We now have our new file, dnatorna.py in the master branch, out there in the cloud for sharing.

In the next lesson, we will practice using Git, and in the process will fork and sync the bootcamp repository so you can work locally and still stay up to date on any edits the course staff makes in the repository.

.gitignore

Notice that before you added dnatorna.py to your repository, Git let you know that there was an untracked file in your directory. Sometimes you do want to have files in the directories of your repository, but not keep those files under version control. Examples of these might be binary files, large data sets, images, etc.

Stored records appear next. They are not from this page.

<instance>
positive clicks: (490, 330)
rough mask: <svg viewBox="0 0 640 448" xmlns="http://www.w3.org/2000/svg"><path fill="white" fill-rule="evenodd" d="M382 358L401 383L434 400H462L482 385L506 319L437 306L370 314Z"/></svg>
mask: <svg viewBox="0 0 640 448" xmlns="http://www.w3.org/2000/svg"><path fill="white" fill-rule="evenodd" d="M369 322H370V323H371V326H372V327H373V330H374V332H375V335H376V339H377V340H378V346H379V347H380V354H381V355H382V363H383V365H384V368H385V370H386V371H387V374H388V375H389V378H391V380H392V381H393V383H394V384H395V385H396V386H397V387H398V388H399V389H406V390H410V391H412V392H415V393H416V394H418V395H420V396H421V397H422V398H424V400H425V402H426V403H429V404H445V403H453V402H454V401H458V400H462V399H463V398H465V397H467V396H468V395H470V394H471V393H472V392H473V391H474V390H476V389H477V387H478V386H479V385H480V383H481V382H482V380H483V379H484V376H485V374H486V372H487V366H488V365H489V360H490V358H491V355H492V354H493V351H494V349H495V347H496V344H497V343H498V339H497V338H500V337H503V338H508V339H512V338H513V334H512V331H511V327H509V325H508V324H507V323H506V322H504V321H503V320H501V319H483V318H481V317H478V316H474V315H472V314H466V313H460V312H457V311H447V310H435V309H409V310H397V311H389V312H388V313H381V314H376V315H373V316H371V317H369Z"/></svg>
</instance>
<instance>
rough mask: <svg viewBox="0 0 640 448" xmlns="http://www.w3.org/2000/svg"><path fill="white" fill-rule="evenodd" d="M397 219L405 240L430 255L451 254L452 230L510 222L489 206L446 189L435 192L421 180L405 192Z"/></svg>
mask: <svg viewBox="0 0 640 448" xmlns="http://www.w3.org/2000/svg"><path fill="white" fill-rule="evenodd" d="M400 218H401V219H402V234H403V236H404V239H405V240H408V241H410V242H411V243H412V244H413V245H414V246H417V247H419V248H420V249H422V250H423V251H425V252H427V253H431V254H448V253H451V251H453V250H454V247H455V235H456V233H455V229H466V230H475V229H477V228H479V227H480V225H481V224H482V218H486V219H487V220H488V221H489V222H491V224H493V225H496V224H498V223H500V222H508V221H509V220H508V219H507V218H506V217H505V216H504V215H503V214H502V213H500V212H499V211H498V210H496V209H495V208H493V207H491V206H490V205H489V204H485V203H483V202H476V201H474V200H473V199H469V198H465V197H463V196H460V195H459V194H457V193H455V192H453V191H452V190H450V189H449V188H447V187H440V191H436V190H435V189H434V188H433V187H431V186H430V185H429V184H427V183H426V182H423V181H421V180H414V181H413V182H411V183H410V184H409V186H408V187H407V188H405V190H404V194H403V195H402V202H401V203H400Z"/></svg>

Fortunately, you can tell Git to ignore certain files. This is done using a .gitignore file. Each line of of the .gitignore file says which files to ignore. For example, to ignore all files that end with .tif, you would include the line

*.tif

in your .gitignore file. The * is a wildcard character which says to ignore all files that have a file name ending with .tif, regardless of what the prefix is. Now, whenever you you use git status, any file ending with *.tif that happens to be on your machine within the directories containing your repository will be ignored by Git.

Just because *.tif appears in a .gitignore file does not mean that all .tif files will be ignored. If you explicitly add a file to the repository, Git will keep track of it. E.g., if you did

git add myfile.tif

then myfile.tif will be under version control, even if other .tif files laying around are not. (Note, though, that you typically do not want to have binary files under version control. You typically only keep code under control. Typically only data sets used to test code are included in the repository. Version control is not really for data, but for code.)

Finally, since it begins with a .. When you put a .gitignore file in a directory, the .gitignore file will not show up when you run ls at the command line without the -a flag.